Cercai di controllare il pianto e parlare con calma. "Puoi per favore togliermi la benda? Mi sentirei meglio se potessi solo vedere cosa sta succedendo." Deglutii, la gola secca. "Non mi farai del male... vero?" I miei denti battevano mentre aspettavo una risposta, ancora cieca, ancora intrappolata.

Rimase in silenzio per un momento, poi disse, "Devi tenere la benda. Per quanto riguarda farti del male, avevo solo intenzione di pulirti per ora. Ma capisci che ci sono conseguenze per il tuo comportamento, che quando sbagli, sarai punita." Non aspettò la mia risposta. "Quindi stai ferma e non dovrò farti del male."

Iniziò a lavare il mio corpo con un sapone liquido morbido che odorava di foglie di menta e lavanda. Il buio fiorì con il profumo; riempiva la stanza, avvolgeva la mia pelle. Come la sua voce. Una volta mi piaceva l'odore della lavanda. Non più, ora lo detestavo.

Quando passò sui miei seni, non potei resistere alla compulsione di cercare di nuovo di intrappolare le sue mani nelle mie. Senza dire una parola, liberò una mano insaponata e mi strinse il polso finché non lasciai andare l'altra.
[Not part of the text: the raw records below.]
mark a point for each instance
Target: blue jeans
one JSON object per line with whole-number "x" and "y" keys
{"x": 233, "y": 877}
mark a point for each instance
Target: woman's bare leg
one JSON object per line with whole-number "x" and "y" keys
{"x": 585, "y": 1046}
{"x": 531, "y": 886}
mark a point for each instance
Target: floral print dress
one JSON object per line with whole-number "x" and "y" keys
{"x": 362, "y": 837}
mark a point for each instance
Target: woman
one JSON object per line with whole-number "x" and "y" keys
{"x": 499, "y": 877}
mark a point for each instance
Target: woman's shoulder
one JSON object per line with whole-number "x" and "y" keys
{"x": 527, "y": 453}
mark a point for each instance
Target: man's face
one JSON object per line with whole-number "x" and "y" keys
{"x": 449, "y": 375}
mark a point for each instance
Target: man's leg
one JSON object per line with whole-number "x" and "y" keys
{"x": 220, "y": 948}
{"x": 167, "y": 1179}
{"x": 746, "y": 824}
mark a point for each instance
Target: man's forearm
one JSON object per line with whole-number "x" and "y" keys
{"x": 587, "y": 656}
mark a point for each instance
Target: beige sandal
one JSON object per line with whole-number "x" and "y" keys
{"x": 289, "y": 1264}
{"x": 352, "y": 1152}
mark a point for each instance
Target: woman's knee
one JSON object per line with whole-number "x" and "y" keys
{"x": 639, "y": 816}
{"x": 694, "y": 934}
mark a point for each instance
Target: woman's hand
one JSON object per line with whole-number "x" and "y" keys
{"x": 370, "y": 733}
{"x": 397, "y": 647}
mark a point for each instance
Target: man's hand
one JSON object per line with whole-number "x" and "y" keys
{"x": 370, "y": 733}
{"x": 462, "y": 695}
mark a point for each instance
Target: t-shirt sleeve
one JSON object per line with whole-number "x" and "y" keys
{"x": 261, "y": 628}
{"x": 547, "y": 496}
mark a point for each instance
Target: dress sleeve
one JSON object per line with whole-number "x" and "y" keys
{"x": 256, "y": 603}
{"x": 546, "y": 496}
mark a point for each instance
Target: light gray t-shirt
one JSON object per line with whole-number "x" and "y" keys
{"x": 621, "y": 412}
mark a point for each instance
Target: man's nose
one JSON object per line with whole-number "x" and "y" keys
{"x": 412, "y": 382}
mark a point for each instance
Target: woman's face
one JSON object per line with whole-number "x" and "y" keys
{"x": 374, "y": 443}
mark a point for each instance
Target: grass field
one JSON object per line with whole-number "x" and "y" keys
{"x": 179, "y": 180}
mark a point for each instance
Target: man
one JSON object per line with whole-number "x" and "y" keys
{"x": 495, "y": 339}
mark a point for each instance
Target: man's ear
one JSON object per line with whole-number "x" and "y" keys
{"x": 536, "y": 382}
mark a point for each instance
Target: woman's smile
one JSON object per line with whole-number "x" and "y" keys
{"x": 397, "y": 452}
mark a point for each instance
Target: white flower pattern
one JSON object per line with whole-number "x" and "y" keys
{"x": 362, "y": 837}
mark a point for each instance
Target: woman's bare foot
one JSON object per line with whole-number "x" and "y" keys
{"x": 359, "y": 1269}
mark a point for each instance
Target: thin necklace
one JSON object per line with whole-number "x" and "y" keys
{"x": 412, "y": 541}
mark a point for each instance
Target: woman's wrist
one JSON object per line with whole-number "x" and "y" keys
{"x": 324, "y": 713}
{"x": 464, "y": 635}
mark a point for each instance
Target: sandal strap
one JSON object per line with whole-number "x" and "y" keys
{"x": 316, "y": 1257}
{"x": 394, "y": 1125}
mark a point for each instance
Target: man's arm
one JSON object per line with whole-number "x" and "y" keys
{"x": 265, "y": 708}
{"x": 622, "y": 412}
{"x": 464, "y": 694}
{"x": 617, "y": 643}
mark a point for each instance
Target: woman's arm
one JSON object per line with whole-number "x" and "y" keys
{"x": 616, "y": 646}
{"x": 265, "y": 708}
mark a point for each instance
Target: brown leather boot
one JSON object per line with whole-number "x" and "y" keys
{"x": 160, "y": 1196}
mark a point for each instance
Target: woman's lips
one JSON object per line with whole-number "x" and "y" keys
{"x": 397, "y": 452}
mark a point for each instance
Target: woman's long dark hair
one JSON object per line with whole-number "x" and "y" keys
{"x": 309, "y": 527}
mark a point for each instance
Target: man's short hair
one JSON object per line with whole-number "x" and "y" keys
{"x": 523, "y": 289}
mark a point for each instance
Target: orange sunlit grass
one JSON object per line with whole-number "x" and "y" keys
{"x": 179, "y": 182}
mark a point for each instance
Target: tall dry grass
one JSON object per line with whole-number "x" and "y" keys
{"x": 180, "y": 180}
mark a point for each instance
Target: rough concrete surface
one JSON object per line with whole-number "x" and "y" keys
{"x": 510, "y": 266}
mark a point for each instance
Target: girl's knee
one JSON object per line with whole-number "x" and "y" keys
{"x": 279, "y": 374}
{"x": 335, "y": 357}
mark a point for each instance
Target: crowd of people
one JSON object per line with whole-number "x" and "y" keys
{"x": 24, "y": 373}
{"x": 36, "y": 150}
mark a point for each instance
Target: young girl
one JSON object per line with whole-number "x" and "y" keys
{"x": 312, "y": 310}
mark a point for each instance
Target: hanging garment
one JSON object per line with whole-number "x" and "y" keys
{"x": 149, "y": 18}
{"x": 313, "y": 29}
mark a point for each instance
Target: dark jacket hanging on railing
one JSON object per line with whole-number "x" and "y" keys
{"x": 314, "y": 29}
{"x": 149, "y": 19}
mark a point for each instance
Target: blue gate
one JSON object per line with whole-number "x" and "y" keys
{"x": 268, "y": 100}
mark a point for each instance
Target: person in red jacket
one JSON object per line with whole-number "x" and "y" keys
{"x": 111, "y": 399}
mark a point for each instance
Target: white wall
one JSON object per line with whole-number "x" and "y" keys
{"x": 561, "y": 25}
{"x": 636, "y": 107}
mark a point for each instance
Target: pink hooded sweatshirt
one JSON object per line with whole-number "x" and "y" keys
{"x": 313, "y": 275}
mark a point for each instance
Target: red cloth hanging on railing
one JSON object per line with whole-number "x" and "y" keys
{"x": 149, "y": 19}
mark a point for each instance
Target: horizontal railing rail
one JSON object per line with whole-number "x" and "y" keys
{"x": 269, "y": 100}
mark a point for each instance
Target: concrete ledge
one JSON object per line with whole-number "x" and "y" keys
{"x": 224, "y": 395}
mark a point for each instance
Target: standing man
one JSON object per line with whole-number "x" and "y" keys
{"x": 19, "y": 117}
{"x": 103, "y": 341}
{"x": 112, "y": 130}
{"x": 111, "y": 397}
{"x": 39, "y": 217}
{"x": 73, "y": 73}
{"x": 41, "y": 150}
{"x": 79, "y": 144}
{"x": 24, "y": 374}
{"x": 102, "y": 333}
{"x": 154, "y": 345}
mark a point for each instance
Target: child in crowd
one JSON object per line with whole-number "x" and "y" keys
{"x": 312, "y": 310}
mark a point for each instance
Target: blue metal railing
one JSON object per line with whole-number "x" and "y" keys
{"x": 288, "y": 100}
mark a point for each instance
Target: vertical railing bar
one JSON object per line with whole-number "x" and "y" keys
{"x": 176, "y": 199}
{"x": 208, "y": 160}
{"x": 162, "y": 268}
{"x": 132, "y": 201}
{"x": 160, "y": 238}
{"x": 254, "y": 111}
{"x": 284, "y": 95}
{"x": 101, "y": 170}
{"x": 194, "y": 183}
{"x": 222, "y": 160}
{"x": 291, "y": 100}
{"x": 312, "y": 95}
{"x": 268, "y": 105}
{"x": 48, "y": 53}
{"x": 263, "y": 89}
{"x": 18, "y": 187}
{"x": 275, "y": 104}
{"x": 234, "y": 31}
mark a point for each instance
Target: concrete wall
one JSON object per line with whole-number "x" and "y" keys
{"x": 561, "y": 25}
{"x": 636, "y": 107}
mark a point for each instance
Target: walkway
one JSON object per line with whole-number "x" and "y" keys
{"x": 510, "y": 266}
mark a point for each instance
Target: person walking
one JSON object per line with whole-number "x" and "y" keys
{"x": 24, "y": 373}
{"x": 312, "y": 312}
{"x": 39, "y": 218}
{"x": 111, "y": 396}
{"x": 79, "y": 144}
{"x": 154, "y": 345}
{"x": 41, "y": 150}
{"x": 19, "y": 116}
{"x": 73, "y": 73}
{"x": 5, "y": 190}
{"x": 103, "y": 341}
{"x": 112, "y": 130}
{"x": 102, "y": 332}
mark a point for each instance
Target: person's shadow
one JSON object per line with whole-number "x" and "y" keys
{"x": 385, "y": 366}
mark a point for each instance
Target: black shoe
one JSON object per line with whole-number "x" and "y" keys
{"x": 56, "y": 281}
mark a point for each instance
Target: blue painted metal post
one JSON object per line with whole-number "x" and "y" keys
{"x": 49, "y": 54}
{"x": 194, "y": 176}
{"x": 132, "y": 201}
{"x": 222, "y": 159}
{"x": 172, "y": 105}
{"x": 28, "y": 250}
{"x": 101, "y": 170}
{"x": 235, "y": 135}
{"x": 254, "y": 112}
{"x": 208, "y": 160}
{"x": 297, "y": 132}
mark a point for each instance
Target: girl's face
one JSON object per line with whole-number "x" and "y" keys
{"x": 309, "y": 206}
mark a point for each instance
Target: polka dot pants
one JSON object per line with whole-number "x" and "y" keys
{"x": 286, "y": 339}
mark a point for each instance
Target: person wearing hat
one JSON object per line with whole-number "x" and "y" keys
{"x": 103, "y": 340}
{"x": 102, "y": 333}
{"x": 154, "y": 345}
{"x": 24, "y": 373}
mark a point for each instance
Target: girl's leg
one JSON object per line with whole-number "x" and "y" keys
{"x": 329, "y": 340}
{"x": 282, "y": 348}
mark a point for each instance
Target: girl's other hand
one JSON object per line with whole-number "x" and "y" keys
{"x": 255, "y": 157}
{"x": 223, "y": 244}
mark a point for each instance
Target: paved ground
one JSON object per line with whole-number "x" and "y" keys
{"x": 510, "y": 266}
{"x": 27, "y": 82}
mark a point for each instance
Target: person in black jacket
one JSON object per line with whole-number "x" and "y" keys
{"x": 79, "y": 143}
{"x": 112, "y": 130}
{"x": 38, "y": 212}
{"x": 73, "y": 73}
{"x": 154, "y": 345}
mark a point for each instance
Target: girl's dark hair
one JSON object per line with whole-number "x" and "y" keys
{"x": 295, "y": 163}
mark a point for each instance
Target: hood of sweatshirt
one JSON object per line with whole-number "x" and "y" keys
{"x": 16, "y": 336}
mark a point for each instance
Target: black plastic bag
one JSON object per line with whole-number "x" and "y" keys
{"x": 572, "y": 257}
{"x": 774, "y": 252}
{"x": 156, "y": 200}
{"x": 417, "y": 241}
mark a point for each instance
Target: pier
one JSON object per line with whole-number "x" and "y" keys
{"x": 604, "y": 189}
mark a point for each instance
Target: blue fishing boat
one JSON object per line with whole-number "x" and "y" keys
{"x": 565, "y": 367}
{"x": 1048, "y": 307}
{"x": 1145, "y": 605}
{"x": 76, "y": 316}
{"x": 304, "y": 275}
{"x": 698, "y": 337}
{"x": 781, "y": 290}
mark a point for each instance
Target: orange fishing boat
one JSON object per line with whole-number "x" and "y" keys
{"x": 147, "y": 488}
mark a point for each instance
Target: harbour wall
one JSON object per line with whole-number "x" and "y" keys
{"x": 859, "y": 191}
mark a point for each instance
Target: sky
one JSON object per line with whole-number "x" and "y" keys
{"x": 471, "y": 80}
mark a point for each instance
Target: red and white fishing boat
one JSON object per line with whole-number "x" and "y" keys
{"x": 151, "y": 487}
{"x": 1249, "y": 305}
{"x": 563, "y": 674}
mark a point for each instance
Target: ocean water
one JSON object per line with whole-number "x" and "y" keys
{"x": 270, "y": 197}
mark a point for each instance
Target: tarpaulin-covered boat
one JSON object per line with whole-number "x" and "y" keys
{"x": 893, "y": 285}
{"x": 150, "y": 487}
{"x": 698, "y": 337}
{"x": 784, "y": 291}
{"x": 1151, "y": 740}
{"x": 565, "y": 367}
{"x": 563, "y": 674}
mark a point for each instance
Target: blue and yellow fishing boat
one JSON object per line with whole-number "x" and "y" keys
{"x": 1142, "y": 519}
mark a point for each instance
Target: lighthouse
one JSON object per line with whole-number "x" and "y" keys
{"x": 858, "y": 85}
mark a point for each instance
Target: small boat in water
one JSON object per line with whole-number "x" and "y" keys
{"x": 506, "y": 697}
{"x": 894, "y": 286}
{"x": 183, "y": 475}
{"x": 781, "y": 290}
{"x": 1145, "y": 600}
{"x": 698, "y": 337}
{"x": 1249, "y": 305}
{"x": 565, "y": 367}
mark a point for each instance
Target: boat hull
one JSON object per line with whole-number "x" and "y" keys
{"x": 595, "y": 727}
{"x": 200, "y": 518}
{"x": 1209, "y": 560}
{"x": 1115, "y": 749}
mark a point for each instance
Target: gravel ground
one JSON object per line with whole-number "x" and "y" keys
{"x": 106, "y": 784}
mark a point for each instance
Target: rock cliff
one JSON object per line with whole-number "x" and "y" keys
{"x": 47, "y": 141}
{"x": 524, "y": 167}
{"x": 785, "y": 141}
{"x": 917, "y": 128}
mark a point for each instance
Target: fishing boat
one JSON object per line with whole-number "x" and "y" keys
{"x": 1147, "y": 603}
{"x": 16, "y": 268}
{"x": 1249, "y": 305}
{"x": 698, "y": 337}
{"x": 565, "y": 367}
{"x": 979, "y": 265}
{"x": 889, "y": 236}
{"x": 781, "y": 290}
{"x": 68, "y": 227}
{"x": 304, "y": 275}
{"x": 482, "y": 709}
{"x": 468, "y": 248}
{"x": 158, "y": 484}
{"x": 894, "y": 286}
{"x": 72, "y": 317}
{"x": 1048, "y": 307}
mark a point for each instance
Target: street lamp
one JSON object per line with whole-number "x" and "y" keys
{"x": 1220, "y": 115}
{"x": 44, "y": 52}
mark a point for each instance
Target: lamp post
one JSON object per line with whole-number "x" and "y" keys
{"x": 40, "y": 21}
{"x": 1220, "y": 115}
Più tardi, mi schiaffeggiò la coscia quando continuavo a chiudere le gambe e non gli permettavo di lavarmi tra di esse. Questa parte di me era privata. Nessuno l'aveva vista tranne me, non da quando ero bambina. Nessuno l'aveva toccata; nemmeno io l'avevo esplorata completamente. E ora uno sconosciuto, qualcuno che mi aveva fatto del male, si stava familiarizzando con... me. Mi sentivo violata e la sensazione mi ricordava un passato che avevo cercato a lungo di dimenticare. Lottai, ma con ogni tocco, con ogni invasione, il mio corpo apparteneva un po' più a lui che a me. Non riuscivo a smettere di tremare.

E poi finì. Tirò fuori il tappo dalla vasca, mi tirò fuori, asciugò la mia pelle, pettinò i miei capelli, strofinò un unguento sui miei graffi e mi diede un accappatoio da indossare. Ero terrorizzata, imbarazzata, esausta e cieca, ma ero comunque felice di sentirmi pulita – almeno all'esterno.

La sua voce era una brezza leggera contro il mio collo mentre stavo senza assistenza davanti a lui. "Vieni con me."

Incapace di fare altrimenti, gli permisi di prendere la mia mano e guidarmi alla cieca fuori dal bagno.